Didn’t the Renaissance Era end in the 1700’s? Well according to Cyrus Speaks, the Renaissance Age is just beginning. The Renaissance Atlanta is a fresh, upbeat, contemporary yet modernistic event inviting all talents and gifts. “The Ren” is Christian based, but it welcomes anyone who is a follower or performer of the arts and is seeking to mingle with individuals who would rather listen to poetry than go partying on a Friday night. The different flairs staged are singers, actors/actresses, spoken-word artists, inspirational speakers, instrumentalists and acoustics. The Renaissance Atlanta occurs the second Friday of each month on the second level of the Epicenter in Austell, Georgia. The event begins at 7:30 p.m. and close at 10:30 p.m., giving the audience more than enough time to enjoy each performance while meeting fellow originators. Since this event is Christian based, they require each person to donate a can good, blanket, or coat prior to entrance, yet the more donations the less the ticket cost. The regular fee is a seven-dollar cover charge at the door or a five-dollar cover charge including a donation listed above. Cyrus Speaks is the founder and creator of this event along with co-founder Winston Mayo and huge supportive team behind them.
When asked why they both decided to generate The Renaissance of Atlanta, Mr. Speaks conveys about the enormous amount of talent there is in the city of Atlanta and wanted to give a platform that would showcase each artist’s skills and gifts. Mr. Mayo added how this event is another alternative for Christians and others who still want to have fun and enjoy themselves on a Friday night have the opportunity and the pleasure of doing so without resorting to activities such as drinking, club-hopping, or an environment where they feel uncomfortable around. Cyrus says he is shocked by the turnout of the event and is amazed at how they are able to afford the rental space of the Epi Center where it is held. He says the donation each customer makes goes toward different charities, food banks and shelters, but the cover charge fees paid to get into “The Ren” goes toward the rental costs. One of the main reasons they are able to afford the necessities sustaining the event and making The Renaissance Atlanta possible.

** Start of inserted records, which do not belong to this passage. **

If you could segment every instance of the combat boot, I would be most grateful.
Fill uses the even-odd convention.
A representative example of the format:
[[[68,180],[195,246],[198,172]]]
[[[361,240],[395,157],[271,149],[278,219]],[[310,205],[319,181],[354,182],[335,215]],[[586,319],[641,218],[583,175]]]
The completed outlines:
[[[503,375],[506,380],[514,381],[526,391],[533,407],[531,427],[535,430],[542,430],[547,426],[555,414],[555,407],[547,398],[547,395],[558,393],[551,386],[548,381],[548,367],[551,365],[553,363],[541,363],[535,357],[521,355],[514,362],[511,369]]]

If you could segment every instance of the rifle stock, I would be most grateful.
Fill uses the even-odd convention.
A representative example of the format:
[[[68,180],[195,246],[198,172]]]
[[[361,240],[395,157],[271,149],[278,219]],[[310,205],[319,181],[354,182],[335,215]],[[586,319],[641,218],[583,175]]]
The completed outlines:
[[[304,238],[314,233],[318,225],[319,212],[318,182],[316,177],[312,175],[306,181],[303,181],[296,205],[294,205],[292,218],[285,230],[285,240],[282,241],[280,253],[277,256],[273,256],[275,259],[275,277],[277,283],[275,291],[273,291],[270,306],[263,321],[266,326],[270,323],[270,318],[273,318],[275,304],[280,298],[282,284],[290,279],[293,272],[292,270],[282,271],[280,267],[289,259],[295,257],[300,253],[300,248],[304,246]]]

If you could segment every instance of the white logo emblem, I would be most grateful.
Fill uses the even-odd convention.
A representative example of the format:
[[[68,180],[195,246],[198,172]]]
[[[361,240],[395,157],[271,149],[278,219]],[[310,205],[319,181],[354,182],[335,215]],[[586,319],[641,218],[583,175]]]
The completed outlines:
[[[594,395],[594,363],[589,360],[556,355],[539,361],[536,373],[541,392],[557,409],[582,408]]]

What makes “The Ren” stands out among other artistic events are their different approaches and techniques to emphasize the importance of the event and the productions of their artists. The first performer who blessed the stage concurs with this statement. Waneisha Spencer, 31 years old, an alumni of the University of South Florida performed for the first time at The Renaissance Atlanta stirring a big applause from the audience with her immaculate voice and powerful words. She also attends other creative events such as Poetic Collage, but says “The Ren” is different because she is allowed to share her poetry for ministry having an impact on the crowd and not for selfish gain. Another spoken-word artist who received a big uproar from the crowd is Nehemiah Grant, 26 years old, a regular attendee of “The Ren” says, “I love attending these events because of the good vibe and good energy.”
What all of these artists have in common are the love of God. Many of these gifted performers share the messages and the testimonies of Jesus Christ, helping others by sharing their life experiences, trials and tribulations giving all attribution to God and their Savior Christ. Yet, all people with different beliefs are still welcomed and will not be turned away. Their principle they live by is that everyone in the world is connected some way some how.